È quello che emerge dal rapporto The Pecking Order 2023 — realizzato in collaborazione con Essere Animali — che ogni anno valuta come le grandi catene di ristoranti e fast food affrontano il benessere dei polli allevati nelle loro filiere rispetto alla richiesta dello European Chicken Commitment (ECC), una serie di criteri riconosciuti a livello internazionale tramite i quali garantire standard più elevati ai polli negli allevamenti.
Nell'edizione 2023 di The Pecking Order sono state valutate un totale di 69 aziende dislocate in Francia, Germania, Italia, Polonia, Romania e Spagna. Oltre ad alcuni marchi nazionali, sono stati valutati anche diversi ristoranti e fast food internazionali, come Burger King, Domino’s, IKEA, KFC, McDonald’s, Pizza Hut, Starbucks e Subway.
Per quanto riguarda gli impegni pubblici presi dalle aziende, a livello europeo il 49% delle aziende ha una politica generale che copre benessere dei polli.

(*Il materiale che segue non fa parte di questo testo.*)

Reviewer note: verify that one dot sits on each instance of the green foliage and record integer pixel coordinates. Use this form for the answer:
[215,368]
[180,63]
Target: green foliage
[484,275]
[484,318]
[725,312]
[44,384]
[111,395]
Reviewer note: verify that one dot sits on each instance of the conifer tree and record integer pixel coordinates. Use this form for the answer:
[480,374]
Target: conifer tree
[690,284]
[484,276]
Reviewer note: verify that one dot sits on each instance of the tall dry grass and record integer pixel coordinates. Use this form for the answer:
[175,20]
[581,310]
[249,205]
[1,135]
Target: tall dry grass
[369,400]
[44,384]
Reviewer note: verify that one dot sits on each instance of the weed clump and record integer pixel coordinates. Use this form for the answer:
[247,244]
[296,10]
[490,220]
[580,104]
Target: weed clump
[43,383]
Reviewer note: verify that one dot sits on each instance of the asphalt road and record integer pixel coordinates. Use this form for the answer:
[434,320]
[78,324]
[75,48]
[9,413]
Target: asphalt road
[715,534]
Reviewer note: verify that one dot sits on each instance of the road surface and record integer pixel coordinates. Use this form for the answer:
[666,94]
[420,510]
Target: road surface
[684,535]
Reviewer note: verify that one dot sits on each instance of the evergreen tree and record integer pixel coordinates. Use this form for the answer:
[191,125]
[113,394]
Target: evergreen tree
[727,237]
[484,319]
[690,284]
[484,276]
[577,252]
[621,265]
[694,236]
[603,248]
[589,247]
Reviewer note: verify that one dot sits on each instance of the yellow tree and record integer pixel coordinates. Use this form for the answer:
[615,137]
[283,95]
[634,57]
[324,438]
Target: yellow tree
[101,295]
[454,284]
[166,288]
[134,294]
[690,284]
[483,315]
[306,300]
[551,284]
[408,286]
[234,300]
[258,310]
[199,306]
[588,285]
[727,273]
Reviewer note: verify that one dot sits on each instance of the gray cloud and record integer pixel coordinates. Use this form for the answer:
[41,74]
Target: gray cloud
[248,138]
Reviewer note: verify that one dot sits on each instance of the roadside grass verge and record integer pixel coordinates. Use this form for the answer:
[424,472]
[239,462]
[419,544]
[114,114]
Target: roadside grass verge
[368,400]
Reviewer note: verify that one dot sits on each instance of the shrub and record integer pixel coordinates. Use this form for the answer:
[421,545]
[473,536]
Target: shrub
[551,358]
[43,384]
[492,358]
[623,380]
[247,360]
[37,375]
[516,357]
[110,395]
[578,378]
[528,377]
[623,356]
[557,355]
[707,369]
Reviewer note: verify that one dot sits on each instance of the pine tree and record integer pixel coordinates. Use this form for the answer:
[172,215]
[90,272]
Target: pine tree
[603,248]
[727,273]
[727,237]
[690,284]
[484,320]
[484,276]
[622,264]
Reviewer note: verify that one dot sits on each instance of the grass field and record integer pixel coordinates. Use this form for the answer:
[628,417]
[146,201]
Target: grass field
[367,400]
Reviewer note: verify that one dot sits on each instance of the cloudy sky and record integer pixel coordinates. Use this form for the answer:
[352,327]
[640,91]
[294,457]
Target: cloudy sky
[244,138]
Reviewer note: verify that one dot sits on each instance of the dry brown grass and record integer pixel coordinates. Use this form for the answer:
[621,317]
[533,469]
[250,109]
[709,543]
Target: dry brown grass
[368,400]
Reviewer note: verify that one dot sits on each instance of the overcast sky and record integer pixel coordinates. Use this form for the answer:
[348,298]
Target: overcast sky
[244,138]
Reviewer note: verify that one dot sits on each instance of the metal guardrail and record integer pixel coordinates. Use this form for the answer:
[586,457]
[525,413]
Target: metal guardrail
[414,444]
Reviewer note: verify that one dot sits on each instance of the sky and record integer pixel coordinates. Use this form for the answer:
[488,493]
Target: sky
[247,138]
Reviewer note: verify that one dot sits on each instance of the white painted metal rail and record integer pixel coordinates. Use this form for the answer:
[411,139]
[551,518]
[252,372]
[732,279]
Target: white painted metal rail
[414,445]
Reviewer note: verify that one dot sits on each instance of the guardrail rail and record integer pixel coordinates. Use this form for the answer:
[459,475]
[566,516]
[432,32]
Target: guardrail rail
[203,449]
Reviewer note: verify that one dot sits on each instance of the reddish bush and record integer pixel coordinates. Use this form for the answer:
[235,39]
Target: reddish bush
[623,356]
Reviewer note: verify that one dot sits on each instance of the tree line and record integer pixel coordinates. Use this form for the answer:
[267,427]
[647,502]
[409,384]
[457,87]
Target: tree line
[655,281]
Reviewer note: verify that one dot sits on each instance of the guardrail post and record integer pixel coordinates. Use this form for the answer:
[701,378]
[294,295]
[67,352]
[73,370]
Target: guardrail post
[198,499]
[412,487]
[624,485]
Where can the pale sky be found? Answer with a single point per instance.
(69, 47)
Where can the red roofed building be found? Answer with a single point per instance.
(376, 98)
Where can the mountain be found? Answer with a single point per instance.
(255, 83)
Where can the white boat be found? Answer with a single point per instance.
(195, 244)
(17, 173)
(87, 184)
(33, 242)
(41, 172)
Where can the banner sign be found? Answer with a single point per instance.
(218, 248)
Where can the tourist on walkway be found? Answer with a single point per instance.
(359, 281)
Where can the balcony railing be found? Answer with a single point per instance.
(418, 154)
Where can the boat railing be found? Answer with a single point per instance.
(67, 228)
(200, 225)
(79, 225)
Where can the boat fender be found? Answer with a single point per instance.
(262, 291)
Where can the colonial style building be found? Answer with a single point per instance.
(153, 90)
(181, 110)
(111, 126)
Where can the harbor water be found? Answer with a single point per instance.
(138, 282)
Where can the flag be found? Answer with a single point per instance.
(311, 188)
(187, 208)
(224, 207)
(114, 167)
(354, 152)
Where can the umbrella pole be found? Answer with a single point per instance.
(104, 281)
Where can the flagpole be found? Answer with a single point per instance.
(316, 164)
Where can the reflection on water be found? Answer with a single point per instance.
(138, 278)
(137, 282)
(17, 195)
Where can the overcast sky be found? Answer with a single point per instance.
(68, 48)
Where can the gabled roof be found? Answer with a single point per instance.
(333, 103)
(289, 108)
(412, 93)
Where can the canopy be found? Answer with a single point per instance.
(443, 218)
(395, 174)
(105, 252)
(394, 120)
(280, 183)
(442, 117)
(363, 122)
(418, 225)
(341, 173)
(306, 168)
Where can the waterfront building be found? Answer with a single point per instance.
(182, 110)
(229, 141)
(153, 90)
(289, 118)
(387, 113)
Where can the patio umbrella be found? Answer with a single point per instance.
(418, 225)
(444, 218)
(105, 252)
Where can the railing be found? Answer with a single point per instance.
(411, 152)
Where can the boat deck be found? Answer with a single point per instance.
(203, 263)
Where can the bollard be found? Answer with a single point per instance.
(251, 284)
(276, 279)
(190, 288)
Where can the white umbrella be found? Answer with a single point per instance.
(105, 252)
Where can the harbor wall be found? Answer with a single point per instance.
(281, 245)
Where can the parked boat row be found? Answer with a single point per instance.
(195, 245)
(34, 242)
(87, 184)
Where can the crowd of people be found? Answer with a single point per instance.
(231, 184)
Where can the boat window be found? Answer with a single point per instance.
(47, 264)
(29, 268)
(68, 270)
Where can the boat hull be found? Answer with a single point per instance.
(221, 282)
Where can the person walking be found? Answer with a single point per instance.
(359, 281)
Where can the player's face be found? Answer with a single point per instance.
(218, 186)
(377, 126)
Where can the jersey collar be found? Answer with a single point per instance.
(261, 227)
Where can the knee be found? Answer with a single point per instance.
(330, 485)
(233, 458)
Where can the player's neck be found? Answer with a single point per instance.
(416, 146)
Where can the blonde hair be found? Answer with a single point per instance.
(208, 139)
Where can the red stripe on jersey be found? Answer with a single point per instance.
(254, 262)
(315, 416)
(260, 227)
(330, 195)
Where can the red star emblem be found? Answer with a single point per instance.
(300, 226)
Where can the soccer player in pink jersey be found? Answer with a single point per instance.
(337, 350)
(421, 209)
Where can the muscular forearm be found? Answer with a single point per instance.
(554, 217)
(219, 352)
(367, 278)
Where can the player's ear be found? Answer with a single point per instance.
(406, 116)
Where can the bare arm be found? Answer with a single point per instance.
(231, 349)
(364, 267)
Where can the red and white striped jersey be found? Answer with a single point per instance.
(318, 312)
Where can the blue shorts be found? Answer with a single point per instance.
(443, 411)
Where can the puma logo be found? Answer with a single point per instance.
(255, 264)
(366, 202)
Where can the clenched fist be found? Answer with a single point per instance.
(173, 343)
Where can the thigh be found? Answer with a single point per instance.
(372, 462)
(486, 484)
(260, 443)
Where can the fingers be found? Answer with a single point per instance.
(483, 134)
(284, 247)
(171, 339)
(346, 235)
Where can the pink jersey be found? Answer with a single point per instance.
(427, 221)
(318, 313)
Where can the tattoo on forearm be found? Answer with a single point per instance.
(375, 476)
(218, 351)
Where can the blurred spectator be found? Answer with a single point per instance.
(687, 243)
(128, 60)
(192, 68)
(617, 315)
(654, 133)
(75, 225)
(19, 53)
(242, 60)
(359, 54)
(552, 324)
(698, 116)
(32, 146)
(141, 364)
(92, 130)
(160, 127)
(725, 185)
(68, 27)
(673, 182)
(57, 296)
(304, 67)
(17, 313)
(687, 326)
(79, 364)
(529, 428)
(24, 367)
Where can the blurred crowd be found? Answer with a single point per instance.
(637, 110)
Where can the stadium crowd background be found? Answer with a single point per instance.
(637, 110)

Un dato che emerge in maniera netta da questa edizione di The Pecking Order è che le aziende operanti in Germania e Francia prendono molto più in considerazione il benessere dei polli di quanto fatto negli altri Paesi analizzati, Italia compresa che si conferma nei livelli più bassi della valutazione con Polonia e Romania.
I risultati in Italia
Delle sette aziende analizzate per l’Italia, solo due (IKEA e Subway) hanno pubblicato un impegno a eliminare tutte le problematiche principali di benessere dei polli. Le altre cinque (Autogrill, Burger King, KFC, McDonald’s e Starbucks) non hanno invece assunto nessun impegno pubblico, neanche sui criteri più importanti come la riduzione delle densità e la transizione a razze a più lento accrescimento.

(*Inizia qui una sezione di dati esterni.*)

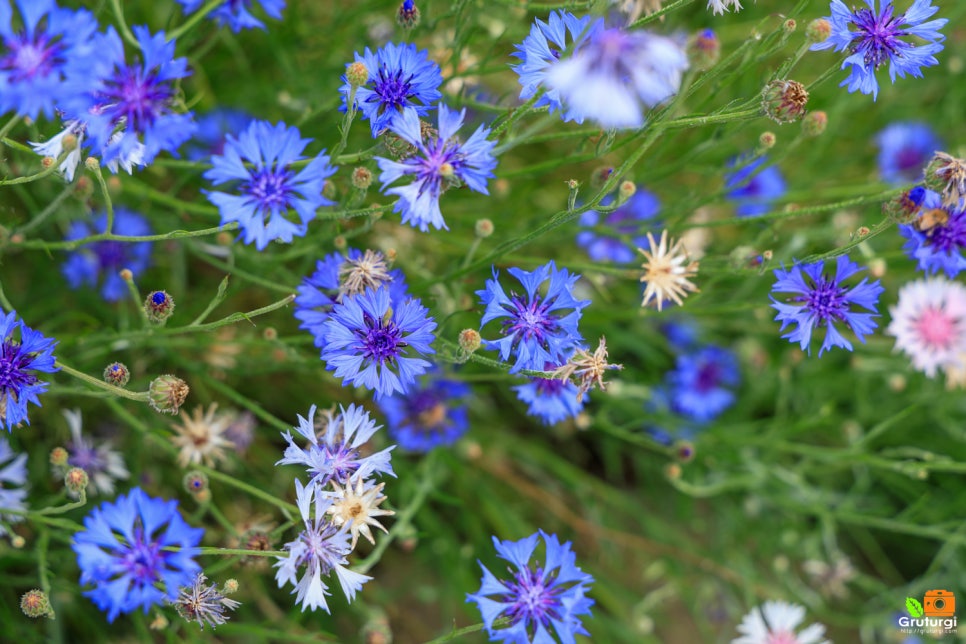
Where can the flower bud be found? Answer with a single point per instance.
(117, 374)
(167, 393)
(159, 306)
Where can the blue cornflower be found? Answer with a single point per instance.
(129, 109)
(752, 187)
(626, 220)
(259, 159)
(878, 40)
(550, 399)
(13, 482)
(438, 161)
(432, 415)
(821, 301)
(333, 453)
(537, 330)
(366, 341)
(321, 548)
(537, 598)
(542, 48)
(36, 58)
(19, 362)
(237, 13)
(90, 263)
(938, 245)
(402, 80)
(700, 385)
(904, 150)
(333, 279)
(616, 74)
(121, 551)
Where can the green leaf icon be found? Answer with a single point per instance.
(914, 607)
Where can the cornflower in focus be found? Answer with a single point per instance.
(20, 361)
(778, 622)
(440, 162)
(367, 342)
(667, 271)
(537, 599)
(877, 40)
(321, 548)
(260, 159)
(542, 48)
(121, 552)
(820, 301)
(539, 326)
(616, 74)
(102, 261)
(334, 453)
(236, 14)
(401, 80)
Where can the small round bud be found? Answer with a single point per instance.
(357, 74)
(58, 457)
(159, 306)
(818, 30)
(35, 603)
(408, 15)
(483, 228)
(116, 374)
(784, 100)
(76, 480)
(704, 49)
(362, 178)
(167, 393)
(814, 123)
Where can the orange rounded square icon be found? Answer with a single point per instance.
(939, 603)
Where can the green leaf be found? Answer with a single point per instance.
(914, 607)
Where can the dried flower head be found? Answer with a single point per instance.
(667, 270)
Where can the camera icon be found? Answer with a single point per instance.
(939, 603)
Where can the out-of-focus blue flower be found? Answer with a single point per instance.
(616, 74)
(402, 80)
(36, 58)
(259, 160)
(129, 109)
(701, 383)
(321, 548)
(237, 13)
(431, 415)
(537, 598)
(367, 342)
(820, 300)
(438, 161)
(877, 40)
(542, 48)
(939, 246)
(627, 219)
(13, 482)
(121, 552)
(332, 453)
(904, 150)
(537, 329)
(91, 263)
(20, 361)
(754, 188)
(213, 127)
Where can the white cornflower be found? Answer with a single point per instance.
(776, 623)
(929, 323)
(666, 271)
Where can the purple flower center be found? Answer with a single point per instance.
(270, 188)
(136, 96)
(878, 35)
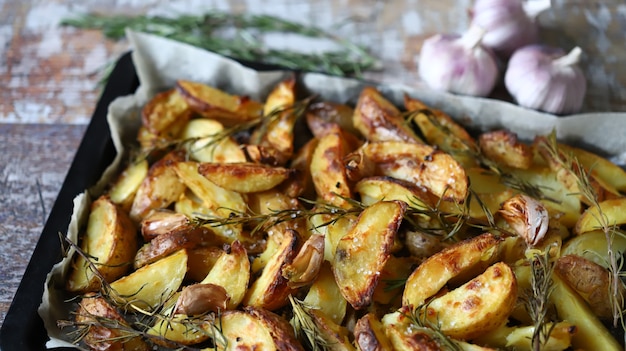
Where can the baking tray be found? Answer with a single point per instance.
(23, 329)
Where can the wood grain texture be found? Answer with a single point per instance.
(31, 175)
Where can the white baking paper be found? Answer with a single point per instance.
(160, 62)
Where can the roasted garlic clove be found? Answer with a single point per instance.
(527, 216)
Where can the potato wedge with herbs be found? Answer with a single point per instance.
(165, 114)
(362, 253)
(255, 329)
(110, 241)
(207, 145)
(106, 329)
(379, 120)
(213, 103)
(325, 296)
(160, 188)
(461, 261)
(328, 171)
(476, 307)
(369, 334)
(232, 272)
(151, 285)
(503, 147)
(421, 165)
(123, 191)
(271, 290)
(244, 177)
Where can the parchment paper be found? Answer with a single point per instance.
(160, 62)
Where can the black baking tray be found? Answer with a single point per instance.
(23, 329)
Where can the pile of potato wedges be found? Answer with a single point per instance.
(299, 224)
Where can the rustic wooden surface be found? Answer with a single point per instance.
(49, 75)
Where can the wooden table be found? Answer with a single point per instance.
(49, 78)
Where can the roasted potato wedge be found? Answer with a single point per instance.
(160, 188)
(362, 253)
(232, 272)
(460, 261)
(476, 307)
(109, 335)
(422, 165)
(151, 285)
(244, 177)
(123, 191)
(205, 144)
(110, 241)
(379, 120)
(217, 104)
(271, 290)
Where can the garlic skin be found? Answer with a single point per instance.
(527, 216)
(458, 65)
(544, 78)
(508, 27)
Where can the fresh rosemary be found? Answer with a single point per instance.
(210, 31)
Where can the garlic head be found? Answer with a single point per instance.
(458, 64)
(527, 216)
(507, 25)
(544, 78)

Tutte e sette, inoltre, non hanno comunicazioni a proposito o hanno realizzato progressi così limitati da risultare insignificanti. Il risultato è che le aziende italiane si collocano nei gradini più bassi della classifica europea con punteggi scarsi o molto scarsi.
A complicare
ulteriormente lo scenario, nessuna delle aziende analizzate in Italia migliora
nella valutazione rispetto all’edizione 2022 e ben tre registrano punteggi più
bassi rispetto all’anno passato, come KFC Italia, che fa passi indietro sia
sulla percentuale di polli storditi in maniera efficace in sistemi a gas che
sulla percentuale di polli allevati con densità inferiori a 30 kg/m2,
come invece previsto dall’ECC.
Secondo quanto emerso dal report, è fondamentale che anche in Italia le aziende - italiane e internazionali - si impegnino per garantire standard più elevati, soprattutto in considerazione del fatto che anche l’EFSA indica i parametri dell’ECC come fondamentali per affrontare realmente il tema del benessere animale nella filiera avicola, a partire dall’abbandono delle razze a rapida crescita.